Any chance one of the gajim devs could answer these questions and either put the answers in this issue or in the Tails issue here? https://labs.riseup.net/code/issues/11686
Also, please let us know if there were any incorrect statements made in the blueprint:
XMPP client in Debian with plugins for OTR and OMEMO (Signal-like, XEP-0384) but no IRC. Tickets were created and rejected some time ago (#7868 (closed) and #11541) but might be worth reconsidering after updating this blueprint (#11686).
People from Security-in-a-Box have used it successfully in Tails.
Gajim ships with a plugin called "plugin installer" which allows a user to download new plugins. This sounds suspicious for security, because plugins are pieces of code running with full privilege. The implementation in Debian use unverified TLS connection, which is very very open to MITM. The development version has switched to verified HTTPS connection and is trying to make it more robust. However, I think that Tails should not ship this plugin at all: it allows a user to download code without needing sudo. We could work debian-side to separate gajim-plugininstaller in a separate package so that Tails can choose not to install it?

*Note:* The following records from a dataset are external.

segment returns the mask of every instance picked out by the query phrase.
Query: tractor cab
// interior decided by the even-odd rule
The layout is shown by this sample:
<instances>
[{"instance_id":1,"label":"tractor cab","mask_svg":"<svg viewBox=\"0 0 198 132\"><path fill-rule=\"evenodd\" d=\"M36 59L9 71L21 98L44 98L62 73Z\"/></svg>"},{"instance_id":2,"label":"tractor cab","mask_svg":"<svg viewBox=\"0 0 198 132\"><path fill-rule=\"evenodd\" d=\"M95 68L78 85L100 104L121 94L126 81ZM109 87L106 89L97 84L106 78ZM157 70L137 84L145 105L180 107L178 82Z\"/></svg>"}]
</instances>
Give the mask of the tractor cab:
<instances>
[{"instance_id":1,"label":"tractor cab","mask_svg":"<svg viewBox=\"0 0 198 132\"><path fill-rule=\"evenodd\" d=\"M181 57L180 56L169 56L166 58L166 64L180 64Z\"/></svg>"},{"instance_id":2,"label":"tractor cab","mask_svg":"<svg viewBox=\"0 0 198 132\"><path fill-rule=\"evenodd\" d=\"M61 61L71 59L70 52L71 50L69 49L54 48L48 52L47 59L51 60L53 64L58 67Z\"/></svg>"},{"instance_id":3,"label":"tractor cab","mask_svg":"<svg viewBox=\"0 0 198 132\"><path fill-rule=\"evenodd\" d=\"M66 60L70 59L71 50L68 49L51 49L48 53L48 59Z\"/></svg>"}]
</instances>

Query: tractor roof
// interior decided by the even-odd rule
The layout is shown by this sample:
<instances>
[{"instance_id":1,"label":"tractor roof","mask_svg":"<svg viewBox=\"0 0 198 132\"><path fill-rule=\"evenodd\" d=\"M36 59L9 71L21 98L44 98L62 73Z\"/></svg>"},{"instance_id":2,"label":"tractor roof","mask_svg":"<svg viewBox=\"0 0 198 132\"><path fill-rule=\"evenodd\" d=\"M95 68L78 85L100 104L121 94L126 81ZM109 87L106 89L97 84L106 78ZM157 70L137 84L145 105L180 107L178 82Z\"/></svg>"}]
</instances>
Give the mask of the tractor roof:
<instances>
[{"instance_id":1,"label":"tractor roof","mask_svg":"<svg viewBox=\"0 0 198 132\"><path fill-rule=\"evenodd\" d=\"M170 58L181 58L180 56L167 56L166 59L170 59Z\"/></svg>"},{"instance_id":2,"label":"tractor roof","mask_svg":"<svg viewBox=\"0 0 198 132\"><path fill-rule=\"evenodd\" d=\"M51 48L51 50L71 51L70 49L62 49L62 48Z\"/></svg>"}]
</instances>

I couldn't find a ticket related to verified TLS when I searched for it: https://dev.gajim.org/gajim/gajim/issues?scope=all&utf8=%E2%9C%93&state=closed&search=verified+tls
Is this still only in the development version of Gajim, or has it been moved to the main version? Does anyone have the ticket number so that I can keep up with the progress of this change?
I know that the plugin instaler issue was discussed in the Whonix issue here: #8651 (closed)
It was said:
Plugins are just python modules and they run with the same privilege Gajim runs. But you dont have to ship the plugin installer. you can just pick your plugins from the plugin repo here on gitlab and put them after install into usr/share/gajim/plugins. then you just pack plugins you trust.
Perhaps this would work for Tails as well, but I'm assuming that they'd rather only deal with Debian's repos instead of Gajim's gitlab repos. Would making gajim-plugininstaller a seperate package in Debian be something that Gajim would be willing to do if Tails requested this?